I am trying to write a little script, and I can not figure out how to choose the variable to be echo'ed (echo $'TEST'_"$response") dynamically depending on the user's input:

#!/usr/bin/env sh

response=response
TEST_1="Hi from 1!"
TEST_2="Hi from 2!"

while [ $response ]; do
  read -p "Enter a choice between 1 - 2, or 'bye': " response
  if [ $response = 'bye' ]; then
  echo "See You !"; exit
  elif [ $response -ge 1 ] && [ $response -le 2 ]; then
       echo $'TEST'_"$response"
  else
    echo "Input is not a valid value."
  fi
done

The desired output would be the value of one of the variables declared at the beginning of my script ("Hi from 1!" or "Hi from 2!"). Instead my script simple outputs the name of the variable as a string "TEST_1" or "TEST_2". I do not simply want to hardcode the variable that will be printed like:

if [ $response -ge 1 ]; then
  echo $TEST_1
fi

since it is not scalable. Using backticks like

echo `$'TEST'_"$response"`

doesn't help either since bash will expect to run the result "TEST_1" or "TEST_2" as a command.

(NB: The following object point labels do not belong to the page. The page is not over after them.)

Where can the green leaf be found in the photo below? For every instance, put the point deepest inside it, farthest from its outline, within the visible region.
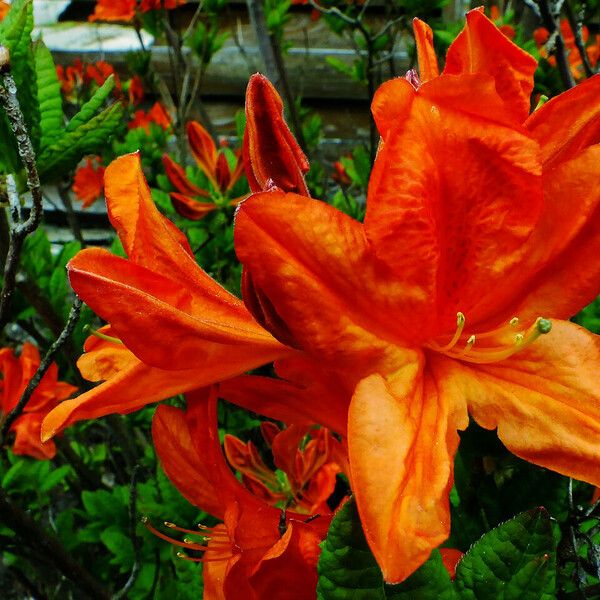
(347, 568)
(430, 582)
(93, 105)
(15, 34)
(514, 561)
(48, 93)
(89, 138)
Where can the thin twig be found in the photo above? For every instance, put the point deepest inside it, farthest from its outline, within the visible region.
(135, 540)
(20, 230)
(41, 370)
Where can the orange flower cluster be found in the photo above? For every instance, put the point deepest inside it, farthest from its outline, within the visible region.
(542, 35)
(16, 373)
(88, 184)
(259, 550)
(451, 299)
(126, 10)
(191, 201)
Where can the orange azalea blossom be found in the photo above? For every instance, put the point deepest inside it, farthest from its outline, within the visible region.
(310, 471)
(125, 10)
(196, 333)
(271, 154)
(16, 373)
(157, 114)
(88, 184)
(259, 551)
(439, 305)
(191, 201)
(114, 10)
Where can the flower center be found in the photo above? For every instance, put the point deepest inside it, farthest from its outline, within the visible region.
(491, 346)
(220, 547)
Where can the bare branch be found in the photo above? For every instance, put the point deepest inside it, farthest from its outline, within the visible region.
(41, 370)
(20, 230)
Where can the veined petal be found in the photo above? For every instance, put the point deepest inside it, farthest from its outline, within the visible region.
(482, 48)
(313, 264)
(288, 570)
(149, 238)
(139, 384)
(545, 400)
(568, 123)
(428, 66)
(402, 436)
(285, 401)
(141, 305)
(191, 455)
(438, 231)
(271, 154)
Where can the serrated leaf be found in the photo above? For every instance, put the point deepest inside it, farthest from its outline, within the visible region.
(430, 582)
(92, 106)
(48, 93)
(15, 34)
(347, 568)
(514, 561)
(89, 138)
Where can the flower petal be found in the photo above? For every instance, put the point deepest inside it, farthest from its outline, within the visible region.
(482, 48)
(271, 154)
(190, 208)
(428, 67)
(149, 238)
(545, 400)
(199, 477)
(313, 264)
(288, 570)
(439, 232)
(401, 440)
(568, 123)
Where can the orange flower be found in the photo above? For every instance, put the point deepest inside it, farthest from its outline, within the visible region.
(192, 331)
(16, 373)
(113, 10)
(310, 472)
(157, 114)
(272, 156)
(4, 8)
(259, 552)
(466, 230)
(146, 5)
(216, 168)
(88, 184)
(408, 321)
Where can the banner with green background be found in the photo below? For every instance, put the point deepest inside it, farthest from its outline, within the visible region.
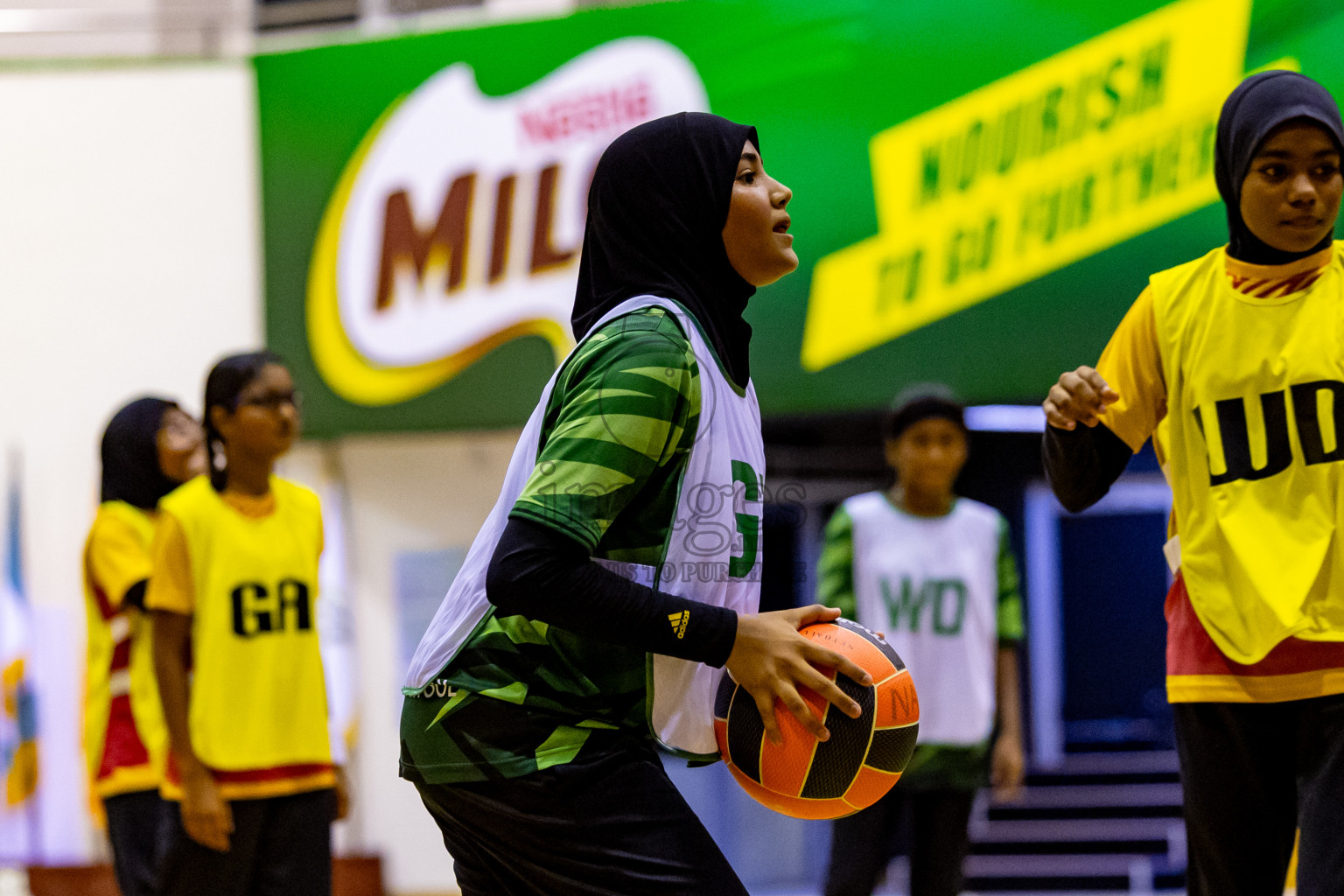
(980, 188)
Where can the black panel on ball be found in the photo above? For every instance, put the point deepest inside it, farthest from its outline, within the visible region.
(724, 696)
(745, 734)
(837, 760)
(880, 644)
(892, 747)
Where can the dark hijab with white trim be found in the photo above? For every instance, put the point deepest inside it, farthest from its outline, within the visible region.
(1256, 107)
(654, 226)
(130, 468)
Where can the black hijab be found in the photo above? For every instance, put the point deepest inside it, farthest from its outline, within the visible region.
(1261, 103)
(130, 468)
(654, 226)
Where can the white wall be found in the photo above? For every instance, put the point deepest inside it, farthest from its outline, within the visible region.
(128, 263)
(405, 494)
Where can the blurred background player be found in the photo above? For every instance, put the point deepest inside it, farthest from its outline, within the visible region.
(1241, 354)
(528, 712)
(150, 448)
(234, 599)
(935, 574)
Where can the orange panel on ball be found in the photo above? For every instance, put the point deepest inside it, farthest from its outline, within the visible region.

Any hint will be greatly appreciated.

Answer 1

Always use quotes, such as "$string", for anything other than numbers. For numbers, just keep it normal (i.e. $number).

Answer 2

You need indirect expansion, to be used with ${!var}:

$ TEST1="hello"
$ TEST2="bye"
$ v=1
$ var="TEST$v"   #prepare the variable name of variable
$ echo ${!var}   #interpret it
hello
$ v=2
$ var="TEST$v"   #the same with v=2
$ echo ${!var}
bye

That is, you need to use a variable name of a variable and this is done with the indirect expansion: you use a variable with the name of the variable and then you evaluate it with the ${!var} syntax.

In your case, use:

myvar="TEST$response"
echo "${!myvar}"